妹はそれから、新しい自分、というものを確立していった。今では、ジャージの上下で、キッチンテーブルに片膝を立てて座り、テレビのお笑い番組に爆笑している妹が、すっかり板に付いてしまった。

それでも結局、妹は妹で、たぶん妹の中にあった、今までは隠していたある部分が、突出して表に現れただけなのだろう、と思う。七夕といる頃の自分を、忘れるためか、消し去るためかはわからないが、その頃とは違う自分、として選択した自分になったのだろう。

僕ら兄妹の母親も、考えてみればかなりいい加減でおおざっぱな人で、豪快、とまではいかないけれど、今の妹にどこか似ている気はする。細かいことは気にしない、というようなところが、やはり女同士、血を受け継いでるのかとも思う。

そうやって、妹が変わっていくに連れて、七夕のことは、哀しみからは完全に乾ききった。それは、僕も、一号も、そして妹もきっと同じなんだろうと思う。だけど、七夕のことを考えて悲しむことはもうなくなったけれど、忘れたわけではない。

妹が七夕の痕跡を、片っ端から燃やしてしまったので、今は家の中をどう探しても、七夕がいたことすら不思議に思える。でも、そこに重なる不透明のレイヤーのように、存在の残骸は、僕らの中に刻まれたまま消えなかった。
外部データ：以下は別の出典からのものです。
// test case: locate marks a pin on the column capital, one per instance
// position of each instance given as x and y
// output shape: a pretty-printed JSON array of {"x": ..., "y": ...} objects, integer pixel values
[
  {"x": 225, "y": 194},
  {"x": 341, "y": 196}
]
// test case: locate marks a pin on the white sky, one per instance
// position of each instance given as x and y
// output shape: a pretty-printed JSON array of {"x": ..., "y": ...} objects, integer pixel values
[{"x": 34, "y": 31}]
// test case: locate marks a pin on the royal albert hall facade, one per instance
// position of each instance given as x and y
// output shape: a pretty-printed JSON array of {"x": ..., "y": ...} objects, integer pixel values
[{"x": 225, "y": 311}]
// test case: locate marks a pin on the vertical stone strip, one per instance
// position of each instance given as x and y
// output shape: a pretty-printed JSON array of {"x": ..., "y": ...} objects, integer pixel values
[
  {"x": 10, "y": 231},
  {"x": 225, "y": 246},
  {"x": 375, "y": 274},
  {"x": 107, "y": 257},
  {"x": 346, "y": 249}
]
悲しい別れを、せめて忘れない、という頑なな抵抗で、自分を納得させているのかもしれない。目に見えない記憶という代物で、七夕を封印している、少なくとも、僕は、そんなふうに思っていた。

一年もすると、妹も僕も落ち着き、そして、一号はユキちゃんを見つけて、この家を出ていった。引っ越しの片づけをしている時に、一号は、妹はもう大丈夫だと思うから、出ていく決心が着いたんだ、と僕に言った。

それからずいぶんと年月が経った。七夕はいったいいくつになったんだろうか?